Chronic pediatric conditions better managed at local level
Despite the decline of infectious disease rates in children since the early 20th century, there’s been a rapid rise in chronic health conditions and disabilities over the past 50 years, according to a recent study published this month in Health Affairs.
The rise has been from four primary classes, including asthma, obesity, mental health conditions and neurodevelopmental disorders, wrote James M. Perrin, MD, a professor of pediatrics at Harvard Medical School, and colleagues.
The rates of these conditions, the authors said, grew substantially in the 1980s and 1990s.
“Increasingly, evidence points to genetic bases for these conditions, but genetic drift—changes in the gene pool of reproductive-age adolescents and young adults—alone cannot explain this rapid growth,” Perrin and colleagues wrote.
In 2010, more than 8 percent of children had a health condition that interfered with daily activities. This was an increase of more than 400 percent since 1960 when 1.8 percent of children had a chronic health condition.
The authors contend that genetic susceptibility interacting with environmental factors could be a potential driving force in the rise of these conditions.
Additionally, socioeconomic factors increase a child’s risk for chronic conditions.
“Recent data show that children living at or below the federal poverty level have a one-third increased risk of a chronic health care need,” the team wrote.
Publicly insured children, the authors found, had more chronic conditions that privately insured children (24 percent versus 18 percent, respectively).
“Race has a less straightforward relationship with special health care needs,” the authors wrote. “While some studies report that non-Hispanic white children are most likely to have a chronic health condition, 15 others report higher rates among non-Hispanic black and Hispanic children.”
Perrin and team contend that focusing care in regionalized subspecialty centers for youth with the chronic conditions unrealistic due to the sheer number of affected children—and that the majority of care for these children should take place in the primary care setting.

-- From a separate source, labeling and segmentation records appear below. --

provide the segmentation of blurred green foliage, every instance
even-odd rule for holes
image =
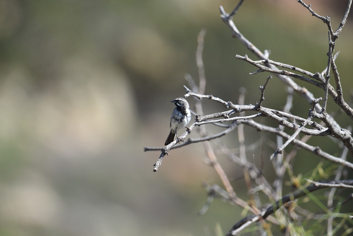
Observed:
[[[338,25],[344,4],[312,1]],[[197,82],[195,53],[202,29],[207,31],[206,93],[235,103],[244,87],[246,103],[259,99],[268,75],[249,75],[255,68],[235,55],[249,52],[220,18],[220,5],[229,12],[237,3],[0,1],[0,235],[213,235],[216,226],[225,232],[244,216],[241,209],[218,200],[197,215],[207,198],[202,182],[221,184],[203,163],[201,145],[173,150],[154,173],[159,153],[142,152],[164,142],[169,101],[184,94],[184,75]],[[326,26],[296,1],[246,1],[234,21],[260,50],[271,51],[273,60],[313,72],[324,69]],[[336,61],[348,100],[352,29],[351,21],[335,47],[341,51]],[[285,86],[274,78],[268,87],[263,104],[280,109]],[[310,106],[298,95],[294,100],[292,112],[305,117]],[[223,109],[205,104],[206,113]],[[329,112],[337,111],[329,105]],[[344,116],[337,119],[342,127],[351,125]],[[275,140],[246,129],[249,144],[261,136]],[[229,137],[225,141],[237,147],[235,134]],[[337,145],[327,142],[324,151],[339,155]],[[263,150],[248,154],[265,157],[272,151]],[[295,174],[310,174],[321,160],[299,153]],[[240,177],[223,158],[229,178]],[[246,199],[243,180],[232,183]]]

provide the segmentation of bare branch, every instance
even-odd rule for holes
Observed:
[[[297,129],[295,132],[294,132],[294,134],[291,136],[291,137],[288,139],[288,140],[284,144],[282,145],[281,147],[277,149],[276,152],[275,152],[272,155],[271,155],[271,157],[270,157],[270,161],[271,161],[272,160],[272,158],[273,158],[274,157],[278,154],[279,153],[282,154],[282,152],[283,152],[283,149],[284,149],[285,148],[288,146],[288,144],[290,143],[293,142],[295,138],[295,137],[299,134],[299,133],[300,132],[304,127],[308,124],[310,121],[313,118],[313,117],[310,116],[309,116],[307,119],[303,123],[300,127],[299,127],[298,129]]]
[[[260,90],[261,90],[261,96],[260,98],[260,101],[259,102],[258,104],[256,104],[256,107],[257,107],[259,108],[261,106],[261,104],[262,103],[263,101],[265,100],[265,98],[264,97],[264,93],[265,92],[265,89],[266,88],[266,85],[267,85],[267,83],[268,83],[268,81],[272,78],[272,77],[270,75],[269,76],[267,77],[267,78],[266,79],[266,82],[265,82],[264,85],[263,86],[260,86]]]
[[[304,188],[304,189],[297,190],[293,193],[288,194],[283,196],[280,200],[277,201],[274,204],[267,208],[265,210],[263,211],[258,215],[251,215],[248,216],[242,220],[234,224],[229,231],[226,234],[226,236],[235,235],[239,232],[238,229],[240,228],[243,225],[246,224],[247,226],[251,224],[258,221],[261,219],[266,219],[269,216],[276,212],[280,208],[283,206],[285,203],[290,202],[293,200],[298,199],[306,195],[308,193],[312,192],[324,188],[330,187],[330,186],[325,185],[325,184],[329,184],[338,185],[337,187],[339,188],[345,188],[340,184],[342,184],[345,186],[353,186],[353,180],[332,180],[321,181],[319,182],[323,185],[316,185],[315,184]],[[243,228],[241,228],[242,229]]]

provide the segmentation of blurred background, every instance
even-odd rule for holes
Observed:
[[[336,29],[347,1],[307,3],[330,15]],[[202,183],[222,186],[204,163],[202,144],[171,151],[155,173],[160,152],[143,152],[164,144],[170,102],[185,94],[185,74],[198,82],[195,54],[203,29],[206,94],[236,103],[244,87],[246,104],[258,100],[268,75],[249,75],[255,68],[235,55],[255,58],[220,17],[220,5],[230,12],[238,2],[0,0],[0,235],[214,235],[239,220],[242,209],[218,200],[198,215],[207,199]],[[327,27],[295,0],[247,0],[234,21],[274,60],[314,73],[327,64]],[[352,26],[349,20],[335,47],[347,100],[353,85]],[[274,77],[264,106],[281,109],[285,89]],[[309,105],[294,99],[291,111],[305,117]],[[224,109],[204,104],[205,113]],[[351,123],[344,115],[337,119],[343,127]],[[247,132],[248,144],[263,135]],[[237,147],[235,132],[222,139],[231,148]],[[332,142],[323,149],[341,152]],[[249,154],[265,159],[272,151],[261,149]],[[307,157],[297,158],[296,173],[310,176],[322,160],[312,157],[312,165],[304,167]],[[219,158],[230,179],[241,177],[235,164]],[[247,199],[244,180],[232,183]]]

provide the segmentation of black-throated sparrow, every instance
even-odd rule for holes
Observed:
[[[174,141],[176,135],[176,140],[179,140],[179,137],[176,134],[177,131],[180,129],[185,128],[185,126],[189,124],[191,119],[191,114],[189,109],[189,104],[187,101],[183,98],[176,98],[171,102],[174,102],[176,107],[174,108],[172,115],[170,116],[170,132],[167,138],[165,145],[167,145]]]

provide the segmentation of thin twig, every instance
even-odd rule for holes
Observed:
[[[308,193],[312,192],[318,189],[325,188],[331,187],[330,185],[338,185],[337,186],[339,188],[345,188],[343,185],[340,185],[342,184],[345,186],[349,186],[353,187],[353,180],[333,180],[325,181],[319,182],[322,185],[316,185],[315,184],[311,184],[310,185],[301,190],[297,190],[295,192],[288,194],[283,196],[280,200],[277,201],[274,204],[274,205],[268,207],[266,210],[261,211],[258,215],[251,215],[248,216],[241,220],[238,222],[234,224],[232,229],[227,233],[226,236],[235,235],[239,232],[238,229],[240,228],[244,224],[246,224],[247,226],[257,221],[262,218],[265,219],[268,216],[276,212],[280,207],[283,206],[285,203],[292,201],[293,200],[298,199],[303,196],[306,195]],[[325,185],[325,184],[328,184],[329,185]],[[250,222],[250,223],[249,223]]]

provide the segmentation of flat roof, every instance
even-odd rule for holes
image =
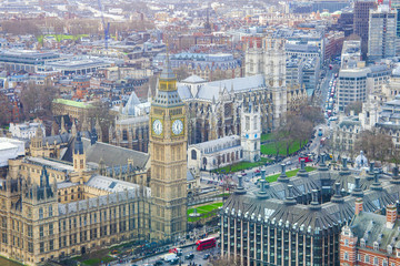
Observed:
[[[70,105],[70,106],[74,106],[74,108],[82,108],[82,109],[92,108],[92,105],[90,103],[87,103],[87,102],[77,102],[77,101],[67,100],[67,99],[60,99],[60,98],[54,99],[53,102]]]

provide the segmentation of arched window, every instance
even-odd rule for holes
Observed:
[[[192,160],[197,160],[197,152],[194,150],[191,151]]]
[[[49,206],[49,217],[52,217],[52,205]]]

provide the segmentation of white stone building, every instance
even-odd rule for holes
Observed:
[[[42,124],[40,123],[20,123],[20,124],[16,124],[16,123],[10,123],[10,133],[12,137],[18,137],[18,139],[31,139],[36,135],[36,132],[38,129],[41,129],[43,132],[43,136],[46,136],[46,129]]]
[[[24,155],[24,143],[22,141],[0,137],[0,167],[7,166],[9,160]]]
[[[230,135],[189,146],[188,167],[212,171],[243,161],[240,136]]]

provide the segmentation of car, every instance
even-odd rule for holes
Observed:
[[[184,256],[184,259],[193,259],[194,258],[194,254],[188,254]]]

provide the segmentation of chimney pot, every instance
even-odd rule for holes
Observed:
[[[356,200],[356,215],[359,215],[362,212],[362,204],[361,197]]]

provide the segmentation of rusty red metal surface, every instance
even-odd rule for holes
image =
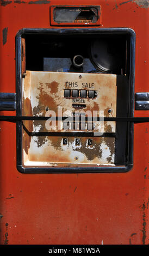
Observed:
[[[49,28],[50,6],[70,2],[0,3],[0,91],[15,93],[17,32],[23,27]],[[100,3],[101,27],[135,32],[135,91],[148,92],[148,1]],[[81,4],[90,3],[83,0]],[[135,111],[135,117],[140,116],[148,116],[148,111]],[[148,244],[148,123],[134,125],[134,167],[126,173],[20,173],[15,125],[1,122],[0,127],[1,244]]]

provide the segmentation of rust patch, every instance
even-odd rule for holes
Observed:
[[[4,45],[7,43],[7,34],[8,34],[8,28],[5,28],[3,29],[3,45]]]
[[[28,4],[49,4],[50,2],[47,0],[39,0],[38,1],[30,1]]]
[[[53,81],[52,83],[46,83],[46,86],[48,88],[51,88],[52,93],[57,93],[58,90],[59,83],[56,81]]]
[[[134,0],[134,2],[141,8],[148,8],[149,7],[149,1],[148,0]]]
[[[97,96],[95,99],[89,99],[88,97],[83,100],[87,110],[104,111],[104,116],[115,116],[116,101],[116,75],[83,74],[82,81],[79,78],[78,74],[55,73],[51,72],[37,72],[26,71],[24,82],[24,107],[23,112],[24,115],[45,117],[49,110],[55,111],[58,113],[58,106],[62,109],[63,116],[69,116],[70,112],[74,112],[72,107],[72,103],[75,102],[72,97],[65,99],[64,97],[64,90],[68,89],[68,83],[72,84],[76,81],[78,85],[77,89],[82,89],[82,84],[85,82],[90,84],[94,82],[94,90],[97,91]],[[70,81],[66,82],[66,81]],[[83,83],[83,84],[82,84]],[[70,85],[69,85],[70,86]],[[84,88],[84,87],[83,87]],[[73,88],[69,88],[73,90]],[[76,89],[74,88],[74,89]],[[87,94],[87,96],[88,94]],[[71,99],[70,99],[71,98]],[[73,101],[74,100],[74,101]],[[110,107],[109,107],[109,106]],[[112,107],[111,107],[112,106]],[[109,113],[108,110],[112,109]],[[67,111],[65,114],[64,111]],[[30,113],[29,112],[30,111]],[[87,114],[87,113],[86,113]],[[104,132],[114,132],[115,131],[115,123],[104,122]],[[92,143],[88,145],[87,137],[81,137],[79,145],[75,144],[75,137],[65,135],[65,132],[73,132],[73,130],[56,130],[53,131],[49,128],[50,131],[61,131],[61,136],[49,136],[45,126],[45,121],[33,122],[26,121],[23,123],[27,129],[32,132],[38,132],[34,136],[29,136],[26,132],[23,138],[25,153],[24,156],[24,165],[34,164],[32,162],[40,162],[37,164],[45,166],[73,164],[113,164],[113,156],[115,153],[115,138],[111,137],[101,138],[92,137]],[[29,126],[30,125],[32,125]],[[53,129],[54,130],[54,129]],[[79,131],[79,130],[78,130]],[[82,132],[83,131],[82,130]],[[63,135],[63,133],[64,136]],[[63,144],[63,138],[67,137],[68,143]],[[28,149],[29,154],[28,154]],[[27,159],[27,157],[28,157]],[[28,162],[29,160],[29,162]],[[33,166],[32,165],[32,166]]]
[[[5,227],[6,227],[6,233],[5,234],[5,241],[4,241],[4,245],[8,245],[8,223],[5,223]]]
[[[145,245],[145,239],[146,238],[146,214],[145,214],[145,202],[143,203],[142,209],[143,210],[143,215],[142,215],[142,243],[143,245]]]
[[[32,106],[30,100],[27,97],[23,100],[23,115],[31,117],[33,116],[33,113],[32,111]],[[33,125],[32,121],[23,121],[23,125],[26,128],[31,132],[33,131]],[[23,147],[26,153],[28,155],[28,149],[30,148],[30,143],[31,141],[31,137],[28,136],[28,135],[24,132],[23,135]]]
[[[9,1],[9,0],[1,0],[1,5],[6,6],[8,4],[11,4],[13,1]]]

Recent innovations in the primary care setting make decentralizing the management of these chronic conditions more realistic, including co-locating other health care specialists within a primary practice, medical home programs and new and emerging technologies that focus on mobile devices and web-based technologies that add to a provider’s ability to deliver care for chronic conditions.
“The differential epidemiology in these groups of conditions calls for a system of regionalized care for rare, complex conditions, based mainly in pediatric hospitals, and decentralized care for the common conditions, with the bulk of care delivered and received in primary care settings,” the authors wrote.